The original Nova - the magic is being recreated at Level Up

The original Nova – the magic is being recreated at Level Up

On arrival at Level Up, the first thing that grabbed our attention was the way the Japanese waitresses ignored the foreign chefs arriving for work, but then proceeded to go absolutely apeshit when the Japanese customers arrived. I guess after seeing those scenes, I shouldn`t have been so shocked later when a waitress blamed a chef for mucking up the drinks order, even though it had been her fault.

My partner and I were expecting a quiet Monday evening experience, but were amazed to find a number of office workers already seated in the cubicles awaiting the first course. Each cubicle was of similar size to what Nova laughingly used to call “classrooms”, with each cubicle having its own theme. Room 501 (the establishment is on the 5th floor), for example, serves oshinko or pickled vegetables. Room 502 serves yakitori, and Room 503 serves sushi. We received our schedules and waited for the bell to chime. After a 10 minute break, during which nobody interacted, I made my way to Room 504 for some motsunabe. My partner, who had been given a different schedule, went to Room 506 for some Okinawan cuisine.

Over each 40 minute period we were served attentively, but I had to feel for a couple of the chefs. Despite their best efforts to create a jovial atmosphere, a few of my fellow diners preferred to stare down at the table rather than engage in conversation. Some others made an attempt which involved sweating over innocuous questions before giving one word responses.

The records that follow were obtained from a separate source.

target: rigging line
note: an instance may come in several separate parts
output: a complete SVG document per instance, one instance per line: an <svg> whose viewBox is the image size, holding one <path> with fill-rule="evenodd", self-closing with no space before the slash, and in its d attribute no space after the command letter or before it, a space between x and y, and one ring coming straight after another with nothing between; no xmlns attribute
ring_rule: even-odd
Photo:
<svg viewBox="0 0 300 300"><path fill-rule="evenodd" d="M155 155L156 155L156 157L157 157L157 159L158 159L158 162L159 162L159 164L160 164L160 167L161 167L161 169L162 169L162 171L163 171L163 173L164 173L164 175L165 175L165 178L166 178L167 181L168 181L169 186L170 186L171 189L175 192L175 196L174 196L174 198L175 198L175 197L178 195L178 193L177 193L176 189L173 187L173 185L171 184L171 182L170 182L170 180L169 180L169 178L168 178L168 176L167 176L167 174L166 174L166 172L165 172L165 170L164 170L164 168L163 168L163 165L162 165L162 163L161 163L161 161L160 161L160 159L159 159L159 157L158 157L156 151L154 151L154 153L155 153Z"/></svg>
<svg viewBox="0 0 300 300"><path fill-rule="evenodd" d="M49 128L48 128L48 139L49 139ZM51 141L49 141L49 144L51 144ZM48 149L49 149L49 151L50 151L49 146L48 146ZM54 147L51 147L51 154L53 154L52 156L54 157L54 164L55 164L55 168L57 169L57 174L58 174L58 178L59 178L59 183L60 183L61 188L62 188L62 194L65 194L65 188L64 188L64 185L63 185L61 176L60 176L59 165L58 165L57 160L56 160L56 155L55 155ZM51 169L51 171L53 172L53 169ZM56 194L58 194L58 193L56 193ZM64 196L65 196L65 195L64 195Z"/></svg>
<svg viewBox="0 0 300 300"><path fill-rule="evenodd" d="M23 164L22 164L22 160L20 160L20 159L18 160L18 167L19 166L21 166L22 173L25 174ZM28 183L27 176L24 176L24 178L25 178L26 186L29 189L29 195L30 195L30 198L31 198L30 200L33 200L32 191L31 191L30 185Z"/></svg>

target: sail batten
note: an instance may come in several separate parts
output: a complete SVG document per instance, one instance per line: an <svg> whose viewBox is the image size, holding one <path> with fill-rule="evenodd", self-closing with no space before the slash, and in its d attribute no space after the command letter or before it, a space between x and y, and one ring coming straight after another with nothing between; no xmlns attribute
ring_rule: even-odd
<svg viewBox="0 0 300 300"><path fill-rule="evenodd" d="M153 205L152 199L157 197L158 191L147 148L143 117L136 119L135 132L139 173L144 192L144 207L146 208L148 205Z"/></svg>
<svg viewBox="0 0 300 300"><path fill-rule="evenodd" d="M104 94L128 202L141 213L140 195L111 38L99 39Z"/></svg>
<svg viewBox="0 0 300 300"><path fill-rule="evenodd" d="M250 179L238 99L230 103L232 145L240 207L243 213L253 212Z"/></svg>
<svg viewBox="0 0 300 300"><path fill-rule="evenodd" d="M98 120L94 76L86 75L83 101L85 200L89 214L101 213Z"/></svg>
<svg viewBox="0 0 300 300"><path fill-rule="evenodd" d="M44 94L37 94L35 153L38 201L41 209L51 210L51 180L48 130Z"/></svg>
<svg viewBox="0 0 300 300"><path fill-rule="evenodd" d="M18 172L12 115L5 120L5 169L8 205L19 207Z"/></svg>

At first glance the establishment seemed to be in immaculate condition, although that first impression did indeed turn out to be deceiving. We were somewhat disturbed to notice that the cubicle windows were in dire need of cleaning, and I don’t know what had been slaughtered in Room 507, but it had left a hideous stain on the thin carpet.

The standard of food was generally ok, but we became aware that the quality really depends on the chef assigned to your room. The portions weren`t enormous, but all the same my appetite had been satiated by 4 courses by the time I rendezvoused with my partner in the Conversation Lounge. In the lounge we were alternately entertained and bored by a self-styled “Interaction Moderator” who quite possibly has dreams of hosting his own game show (which is a bridge too far for him – he ought to enjoy his time at Level Up).

Just in time for summer, Level Up has introduced a special Saturday all-you-can-drink deal, which has been very popular. Unfortunately, many people who have taken up the offer are being left disappointed when arriving on Saturdays. It turns out that these customers, who have all paid in advance, are being told by sad-faced waitresses that no seats are available. Level Up Manager, Masaya Robashiri, admitted that there were some “teething problems” which were yet to be ironed out. He also seemed to mutter something about reimbursing dissatisfied customers but didn`t actually give any concrete details.

Overall, however, Level Up is a welcoming place for anyone wanting a dining experience served up by foreigners, but without the jet-lag. And ladies, if it’s your birthday, you have the option of being ravished red raw in the Conversation Lounge at the end of the evening by the chef of your choice. Just be sure to choose one who is heterosexual!